In 1803 a final contingent of southern Tuscarora migrated to New York to join the reservation of their tribe in Niagara County. After that, the Tuscarora in New York no longer considered southern remnants as part of their nation. Some descendants of the southern remnants have continued to identify as Tuscarora and have organized some bands. Through the generations they had intermarried with neighbors but identify culturally as Tuscarora.

During the War of 1812 in the British attack on Lewiston, New York on December 19, 1813, a band of Tuscarora living in a village on an escarpment just above the town fought to save Americans fleeing the invasion force. The British were accompanied by allied Mohawk and some American Tories disguised as Mohawk.[15] The American militia fled, leaving only the Tuscarora—outnumbered 30 to one—to fight a delaying action that allowed some townspeople to escape. The Tuscarora sent a party of braves to blow horns along the escarpment and suggest a larger force, while another party attacked downhill with war whoops, to give an exaggerated impression of their numbers.[16] The British force burned Lewiston, as well as the Tuscarora village, then undefended.

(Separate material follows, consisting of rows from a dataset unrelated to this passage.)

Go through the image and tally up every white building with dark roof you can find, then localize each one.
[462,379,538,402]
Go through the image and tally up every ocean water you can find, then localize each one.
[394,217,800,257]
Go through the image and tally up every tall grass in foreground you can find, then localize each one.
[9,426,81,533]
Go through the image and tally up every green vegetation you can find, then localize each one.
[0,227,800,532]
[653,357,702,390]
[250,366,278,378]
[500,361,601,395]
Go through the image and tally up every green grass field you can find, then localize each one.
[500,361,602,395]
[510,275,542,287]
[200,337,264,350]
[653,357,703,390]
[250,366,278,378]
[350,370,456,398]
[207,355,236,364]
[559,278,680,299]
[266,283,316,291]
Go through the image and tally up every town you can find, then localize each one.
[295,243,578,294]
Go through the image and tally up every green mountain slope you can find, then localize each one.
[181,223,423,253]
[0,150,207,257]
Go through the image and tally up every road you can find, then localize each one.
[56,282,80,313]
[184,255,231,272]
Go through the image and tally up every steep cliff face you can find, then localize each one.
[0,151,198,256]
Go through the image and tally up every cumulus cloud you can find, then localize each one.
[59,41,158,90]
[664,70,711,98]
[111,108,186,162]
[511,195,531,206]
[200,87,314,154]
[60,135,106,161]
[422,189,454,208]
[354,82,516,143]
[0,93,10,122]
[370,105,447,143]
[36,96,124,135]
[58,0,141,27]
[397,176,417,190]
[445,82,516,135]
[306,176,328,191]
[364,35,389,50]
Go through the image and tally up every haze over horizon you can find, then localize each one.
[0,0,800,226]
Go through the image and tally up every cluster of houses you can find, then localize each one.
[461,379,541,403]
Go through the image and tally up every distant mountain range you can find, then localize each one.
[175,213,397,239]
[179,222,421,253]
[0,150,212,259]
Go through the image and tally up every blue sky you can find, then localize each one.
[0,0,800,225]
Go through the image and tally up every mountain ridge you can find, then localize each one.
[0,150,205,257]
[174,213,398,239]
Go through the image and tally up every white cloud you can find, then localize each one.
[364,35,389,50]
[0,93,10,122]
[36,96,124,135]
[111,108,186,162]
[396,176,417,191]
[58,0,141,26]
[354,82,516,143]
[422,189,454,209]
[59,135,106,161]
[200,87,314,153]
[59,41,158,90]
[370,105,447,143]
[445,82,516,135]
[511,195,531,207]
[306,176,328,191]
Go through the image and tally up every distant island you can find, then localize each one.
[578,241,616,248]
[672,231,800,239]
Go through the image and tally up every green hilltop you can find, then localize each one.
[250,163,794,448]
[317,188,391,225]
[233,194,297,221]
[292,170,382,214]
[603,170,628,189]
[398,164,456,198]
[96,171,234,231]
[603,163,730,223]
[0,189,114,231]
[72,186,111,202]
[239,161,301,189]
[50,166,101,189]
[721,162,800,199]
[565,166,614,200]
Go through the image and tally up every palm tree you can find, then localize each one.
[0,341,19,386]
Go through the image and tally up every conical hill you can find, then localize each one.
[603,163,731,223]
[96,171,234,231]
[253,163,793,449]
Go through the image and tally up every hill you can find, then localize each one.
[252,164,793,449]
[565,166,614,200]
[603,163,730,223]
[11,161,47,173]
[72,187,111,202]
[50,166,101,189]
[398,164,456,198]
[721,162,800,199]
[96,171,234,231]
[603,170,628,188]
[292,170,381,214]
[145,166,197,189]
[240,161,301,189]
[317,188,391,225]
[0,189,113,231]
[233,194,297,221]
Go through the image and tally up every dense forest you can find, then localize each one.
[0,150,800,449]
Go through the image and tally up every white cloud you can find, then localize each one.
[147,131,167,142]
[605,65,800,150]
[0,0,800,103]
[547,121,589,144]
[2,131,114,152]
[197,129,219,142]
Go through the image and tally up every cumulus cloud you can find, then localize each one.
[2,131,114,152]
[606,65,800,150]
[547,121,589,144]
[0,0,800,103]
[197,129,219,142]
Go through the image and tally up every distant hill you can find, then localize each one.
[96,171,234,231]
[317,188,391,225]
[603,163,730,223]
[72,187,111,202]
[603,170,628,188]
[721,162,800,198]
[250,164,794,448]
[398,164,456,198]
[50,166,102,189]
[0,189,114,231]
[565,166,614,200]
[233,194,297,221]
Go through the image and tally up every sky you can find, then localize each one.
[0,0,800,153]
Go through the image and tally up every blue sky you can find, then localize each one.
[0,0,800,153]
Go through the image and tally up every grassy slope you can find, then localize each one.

The Tuscarora have continued to struggle to protect their land in New York. In the mid-20th century, New York City commissioner Robert Moses generated controversy by negotiating with the Tuscarora Sachem council and purchasing 550 acres of the Tuscarora reservation for the reservoir of the new hydroelectric project along the Niagara River, downriver from Niagara Falls. (At the time of first power generation in February 1962, it was the largest project in the world.) The plant continues to generate cheap electricity for households located from the Niagara area to as far away as New York City.